For a more general class of distribution, there is a twisted route within the current set of existing Mathematica functions: if you can draw samples which satisfy the distribution, then you can derive an EmpiricalDistribution (thanks J. M.) from your sample and then draw through it. It might be useful if it's costly to draw in the first place.

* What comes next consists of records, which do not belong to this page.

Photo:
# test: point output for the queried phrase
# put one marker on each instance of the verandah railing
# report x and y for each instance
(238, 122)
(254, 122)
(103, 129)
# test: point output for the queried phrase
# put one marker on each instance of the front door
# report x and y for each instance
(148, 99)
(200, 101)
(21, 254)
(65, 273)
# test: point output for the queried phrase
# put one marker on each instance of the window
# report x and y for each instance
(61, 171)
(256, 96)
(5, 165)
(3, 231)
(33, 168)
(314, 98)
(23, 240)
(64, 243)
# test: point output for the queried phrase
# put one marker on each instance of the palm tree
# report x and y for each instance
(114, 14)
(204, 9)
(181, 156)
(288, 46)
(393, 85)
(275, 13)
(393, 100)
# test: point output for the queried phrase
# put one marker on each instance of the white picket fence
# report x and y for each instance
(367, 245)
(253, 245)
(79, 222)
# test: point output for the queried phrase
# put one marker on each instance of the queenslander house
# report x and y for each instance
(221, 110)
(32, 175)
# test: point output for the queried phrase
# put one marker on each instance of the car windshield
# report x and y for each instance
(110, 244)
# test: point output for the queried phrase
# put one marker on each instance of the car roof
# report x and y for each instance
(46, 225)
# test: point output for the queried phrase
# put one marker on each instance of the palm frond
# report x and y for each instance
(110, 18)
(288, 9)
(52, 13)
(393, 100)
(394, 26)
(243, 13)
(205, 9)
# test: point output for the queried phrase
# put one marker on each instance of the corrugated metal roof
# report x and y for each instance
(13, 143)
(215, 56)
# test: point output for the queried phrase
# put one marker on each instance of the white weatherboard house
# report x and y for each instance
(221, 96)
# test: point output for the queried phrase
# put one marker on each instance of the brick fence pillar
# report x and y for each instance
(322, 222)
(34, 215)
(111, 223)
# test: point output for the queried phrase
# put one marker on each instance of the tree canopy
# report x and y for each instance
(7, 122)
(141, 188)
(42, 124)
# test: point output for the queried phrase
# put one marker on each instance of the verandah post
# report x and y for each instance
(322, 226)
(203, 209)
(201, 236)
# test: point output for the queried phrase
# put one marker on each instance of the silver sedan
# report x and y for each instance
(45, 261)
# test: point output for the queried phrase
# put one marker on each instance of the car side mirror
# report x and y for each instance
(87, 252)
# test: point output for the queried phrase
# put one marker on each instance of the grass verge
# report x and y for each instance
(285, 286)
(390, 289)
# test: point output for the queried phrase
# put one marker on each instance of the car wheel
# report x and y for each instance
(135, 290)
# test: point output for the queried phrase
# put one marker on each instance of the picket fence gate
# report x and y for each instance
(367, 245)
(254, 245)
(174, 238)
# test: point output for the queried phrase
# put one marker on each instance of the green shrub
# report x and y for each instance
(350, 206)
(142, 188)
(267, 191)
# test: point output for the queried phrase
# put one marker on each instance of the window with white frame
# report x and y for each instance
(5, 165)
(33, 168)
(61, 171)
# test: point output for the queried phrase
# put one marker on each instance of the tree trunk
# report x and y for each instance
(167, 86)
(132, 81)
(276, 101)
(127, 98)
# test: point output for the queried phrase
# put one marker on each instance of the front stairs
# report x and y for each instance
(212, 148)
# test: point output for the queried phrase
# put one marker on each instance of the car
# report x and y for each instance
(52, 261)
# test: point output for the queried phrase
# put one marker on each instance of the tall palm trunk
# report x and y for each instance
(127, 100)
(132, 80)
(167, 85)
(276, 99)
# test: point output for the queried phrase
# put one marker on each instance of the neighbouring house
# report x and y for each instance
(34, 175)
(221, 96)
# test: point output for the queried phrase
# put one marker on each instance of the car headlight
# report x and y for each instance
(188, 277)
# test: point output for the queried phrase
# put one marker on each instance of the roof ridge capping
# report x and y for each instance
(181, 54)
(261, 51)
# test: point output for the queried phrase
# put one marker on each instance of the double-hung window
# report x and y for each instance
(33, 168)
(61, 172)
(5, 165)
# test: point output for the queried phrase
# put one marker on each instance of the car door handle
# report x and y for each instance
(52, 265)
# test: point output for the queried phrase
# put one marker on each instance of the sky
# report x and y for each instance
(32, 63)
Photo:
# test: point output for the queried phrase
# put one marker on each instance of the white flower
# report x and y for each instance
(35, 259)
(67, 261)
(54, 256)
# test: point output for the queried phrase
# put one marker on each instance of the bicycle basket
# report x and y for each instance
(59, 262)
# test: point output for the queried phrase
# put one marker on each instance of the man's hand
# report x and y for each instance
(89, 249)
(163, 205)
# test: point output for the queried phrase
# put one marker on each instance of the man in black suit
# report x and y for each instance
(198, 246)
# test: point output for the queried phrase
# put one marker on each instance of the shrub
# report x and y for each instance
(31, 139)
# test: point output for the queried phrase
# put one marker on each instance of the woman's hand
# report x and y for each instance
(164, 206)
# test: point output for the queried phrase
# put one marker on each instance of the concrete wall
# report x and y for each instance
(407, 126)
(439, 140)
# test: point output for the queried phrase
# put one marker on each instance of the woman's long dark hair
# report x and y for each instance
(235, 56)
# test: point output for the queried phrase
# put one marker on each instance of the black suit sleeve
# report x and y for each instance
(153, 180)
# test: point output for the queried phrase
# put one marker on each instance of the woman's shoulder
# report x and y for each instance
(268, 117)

Continuous distribution where ProbabilityDistribution works with Random Variate

norm = Integrate[Exp[-x^2]/(c^2 + x^2), {x, -Infinity, Infinity},Assumptions -> c > 0]; 
DD[c_] = ProbabilityDistribution[1/norm Exp[-x^2]/(c^2 + x^2),
  {x, -Infinity,Infinity},Assumptions -> c > 0];

Let's check that the random variate sample is consistent

 data =RandomVariate[DD[4], 1500];

 DDE = EmpiricalDistribution[data];
 {Plot[CDF[DD[4], x] // Release, {x, -4, 4},PlotStyle -> Directive[Red]], 
  Plot[CDF[DDE, x], {x, -4, 4}]} // Show

Note that it can involve more than one parameter:

 norm = Integrate[Exp[-β x^2]/(c^2 + x^2),{x,-Infinity,Infinity},Assumptions->{c > 0, β>0}];
 DD[c_, β_] = ProbabilityDistribution[1/norm Exp[-β x^2]/(c^2 + x^2),
  {x, -Infinity, Infinity}, Assumptions -> (c > 0 && β > 0)];

 RandomVariate[DD[1, 1], 4]

 (* {0.149204,-0.644442,-0.632239,-0.266628} *)

Final Note

For 2D generalization see RandomVariate from 2-dimensional probability distribution

Answer 2

I have a hunch that the problem lies in the use of Infinity in combination with a finite step. So, it's not an issue of continuous vs discrete. Replace $\infty$ with a sufficiently large number (with the factorial involved 100 should be OK) and it works:

custom[a_] := ProbabilityDistribution[(a^k Exp[-a])/k!, {k, 0, 100, 1}];

RandomVariate[custom[2], 10]

{2, 2, 1, 4, 2, 2, 1, 4, 1, 1}

Let's test whether a set of 10 million random draws from the custom distribution are described by a Poisson distribution with the same parameter:

EstimatedDistribution[RandomVariate[custom[2], 10000000], PoissonDistribution[λ]]

PoissonDistribution[1.9999276]

EstimatedDistribution[RandomVariate[custom[8.5], 10000000], PoissonDistribution[λ]]

PoissonDistribution[8.5006323]

Answer 3

This is trivially easy with mathStatica for Mathematica, for ANY arbitrary discrete distribution. For the original poster's problem:

f = Exp[-a] a^x / x!;
domain[f] = {x, 0, Infinity} &&  {a > 0}  &&  {Discrete};

Here are 10 pseudo-random drawings:

RandomNumber[10, f /. a -> 2]
{2, 2, 1, 4, 3, 0, 1, 1, 1, 7}

And here are 100,000 more:

data = RandomNumber[100000, f /. a -> 2];

Next, compare a frequency plot of the empirical sample data we have just generated (the red dots) to the parent symbolic pmf (in blue):

FrequencyPlotDiscrete[data, f /. a -> 2]

Splendido. Just as easy for anything else :)

We have a chapter on these sorts of issues... see Chapter 3 of: Rose and Smith (Nov. 2011), Mathematical Statistics with Mathematica.